Peer-Reviewed Publication

Cornell University

ITHACA, N.Y. -- Cornell researchers used magnetic imaging to obtain the first direct visualization of how electrons flow in a special type of insulator, and by doing so they discovered that the transport current moves through the interior of the material, rather than at the edges, as scientists had long assumed.

The finding provides new insights into the electron behavior in so-called quantum anomalous Hall insulators and should help settle a decades-long debate about how current flows in more general quantum Hall insulators. These insights will inform the development of topological materials for next-generation quantum devices.

The team’s paper, “Direct Visualization of Electronic Transport in a Quantum Anomalous Hall Insulator,” published Aug. 3 in Nature Materials. The lead author is Matt Ferguson, Ph.D. ’22, currently a postdoctoral researcher at the Max Planck Institute for Chemical Physics of Solids in Germany.

The project, led by Katja Nowack, assistant professor of physics in the College of Arts and Sciences and the paper’s senior author, has its origins in what’s known as the quantum Hall effect. First discovered in 1980, this effect results when a magnetic field is applied to a specific material to trigger an unusual phenomena: The interior of the bulk sample becomes an insulator while an electrical current moves in a single direction along the outer edge. The resistances are quantized, or restricted, to a value defined by the fundamental universal constant and drop to zero.

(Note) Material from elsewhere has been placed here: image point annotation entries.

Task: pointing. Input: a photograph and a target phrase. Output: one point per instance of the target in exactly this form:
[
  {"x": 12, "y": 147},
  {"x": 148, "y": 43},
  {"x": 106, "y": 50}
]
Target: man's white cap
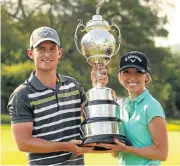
[{"x": 43, "y": 34}]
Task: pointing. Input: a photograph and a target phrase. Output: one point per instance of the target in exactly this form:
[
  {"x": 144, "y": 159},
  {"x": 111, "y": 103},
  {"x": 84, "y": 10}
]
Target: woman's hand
[{"x": 101, "y": 72}]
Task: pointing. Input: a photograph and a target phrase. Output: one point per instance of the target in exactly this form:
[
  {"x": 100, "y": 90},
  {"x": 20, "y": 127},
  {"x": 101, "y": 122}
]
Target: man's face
[
  {"x": 45, "y": 55},
  {"x": 133, "y": 80}
]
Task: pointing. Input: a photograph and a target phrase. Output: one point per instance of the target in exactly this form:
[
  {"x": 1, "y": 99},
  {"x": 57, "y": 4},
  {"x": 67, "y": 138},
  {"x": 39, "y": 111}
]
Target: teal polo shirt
[{"x": 141, "y": 111}]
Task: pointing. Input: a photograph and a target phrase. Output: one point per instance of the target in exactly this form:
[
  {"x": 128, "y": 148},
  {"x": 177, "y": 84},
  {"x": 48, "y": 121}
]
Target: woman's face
[{"x": 133, "y": 80}]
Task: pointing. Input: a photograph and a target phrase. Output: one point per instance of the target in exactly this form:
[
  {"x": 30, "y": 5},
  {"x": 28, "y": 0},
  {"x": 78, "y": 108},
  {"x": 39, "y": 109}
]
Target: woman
[{"x": 146, "y": 125}]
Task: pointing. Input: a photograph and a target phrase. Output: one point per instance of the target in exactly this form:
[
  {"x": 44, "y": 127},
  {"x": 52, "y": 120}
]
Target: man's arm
[{"x": 23, "y": 136}]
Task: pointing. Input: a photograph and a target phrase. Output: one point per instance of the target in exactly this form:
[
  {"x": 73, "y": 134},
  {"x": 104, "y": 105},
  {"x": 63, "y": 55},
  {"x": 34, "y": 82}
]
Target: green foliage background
[{"x": 139, "y": 21}]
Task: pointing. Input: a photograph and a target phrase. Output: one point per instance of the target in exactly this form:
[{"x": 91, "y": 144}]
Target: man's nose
[{"x": 47, "y": 53}]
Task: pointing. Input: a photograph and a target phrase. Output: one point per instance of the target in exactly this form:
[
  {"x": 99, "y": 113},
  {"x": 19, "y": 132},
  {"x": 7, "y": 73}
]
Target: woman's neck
[
  {"x": 48, "y": 78},
  {"x": 133, "y": 95}
]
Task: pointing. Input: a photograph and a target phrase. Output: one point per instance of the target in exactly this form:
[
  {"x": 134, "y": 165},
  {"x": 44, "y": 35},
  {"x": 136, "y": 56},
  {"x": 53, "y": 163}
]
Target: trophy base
[{"x": 105, "y": 139}]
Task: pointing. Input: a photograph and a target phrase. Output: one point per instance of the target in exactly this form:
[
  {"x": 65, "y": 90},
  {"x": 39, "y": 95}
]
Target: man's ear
[{"x": 30, "y": 53}]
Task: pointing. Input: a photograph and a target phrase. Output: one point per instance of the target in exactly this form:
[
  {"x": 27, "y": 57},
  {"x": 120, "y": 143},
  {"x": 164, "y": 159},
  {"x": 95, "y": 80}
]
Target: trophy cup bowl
[{"x": 102, "y": 122}]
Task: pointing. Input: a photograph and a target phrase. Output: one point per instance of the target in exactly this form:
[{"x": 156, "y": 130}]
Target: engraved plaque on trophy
[{"x": 102, "y": 122}]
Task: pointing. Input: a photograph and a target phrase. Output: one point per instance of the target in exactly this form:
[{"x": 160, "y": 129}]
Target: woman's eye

A quantum anomalous Hall insulator, first discovered in 2013, achieves the same effect by using a material that is magnetized. Quantization still occurs and longitudinal resistance vanishes, and the electrons speed along the edge without dissipating energy, somewhat like a superconductor.

At least that is the popular conception.

“The picture where the current flows along the edges can really nicely explain how you get that quantization. But it turns out, it’s not the only picture that can explain quantization,” Nowack said. “This edge picture has really been the dominant one since the spectacular rise of topological insulators starting in the early 2000s. The intricacies of the local voltages and local currents have largely been forgotten. In reality, these can be much more complicated than the edge picture suggests.”

Only a handful of materials are known to be quantum anomalous Hall insulators. For their new work, Nowack’s group focused on chromium-doped bismuth antimony telluride – the same compound in which the quantum anomalous Hall effect was first observed a decade ago.

The sample was grown by collaborators led by physics professor Nitin Samarth at Pennsylvania State University. To scan the material, Nowack and Ferguson used their lab’s superconducting quantum interference device, or SQUID, an extremely sensitive magnetic field sensor that can operate at low temperatures to detect dauntingly tiny magnetic fields. The SQUID effectively images the current flows – which are what generate the magnetic field – and the images are combined to reconstruct the current density.

“The currents that we are studying are really, really small, so it’s a difficult measurement,” Nowack said. “And we needed to go below one Kelvin in temperature to get a good quantization in the sample. I’m proud that we pulled that off.”

When the researchers noticed the electrons flowing in the bulk of the material, not at the boundary edges, they began to dig through old studies. They found that in the years following the original discovery of the quantum Hall effect in 1980, there was much debate about where the flow occurred – a controversy unknown to most younger materials scientists, Nowack said.

“I hope the newer generation working on topological materials takes note of this work and reopens the debate. It’s clear that we don’t even understand some very fundamental aspects of what happens in topological materials,” she said. “If we don’t understand how the current flows, what do we actually understand about these materials?”

Answering those questions might also be relevant for building more complicated devices, such as hybrid technologies that couple a superconductor to a quantum anomalous Hall insulator to produce even more exotic states of matter.

“I’m curious to explore if what we observe holds true across different material systems. It might be possible that in some materials, the current flows, yet differently,” Nowack said. “For me this highlights the beauty of topological materials – their behavior in an electrical measurement are dictated by very general principles, independent of microscopic details. Nevertheless, it’s crucial to understand what happens at the microscopic scale, both for our fundamental understanding and applications. This interplay of general principles and the finer nuances makes studying topological materials so captivating and fascinating.”

Co-authors include doctoral student David Low; and Penn State researchers Nitin Samarth, Run Xiao and Anthony Richardella.

The research was primarily supported by the U.S. Department of Energy’s Office of Basic Energy Sciences, Division of Materials Sciences and Engineering.

Material growth and sample fabrication was supported by the 2D Crystal Consortium – Materials Innovation Platform (2DCC-MIP), which is funded by the National Science Foundation, at Penn State.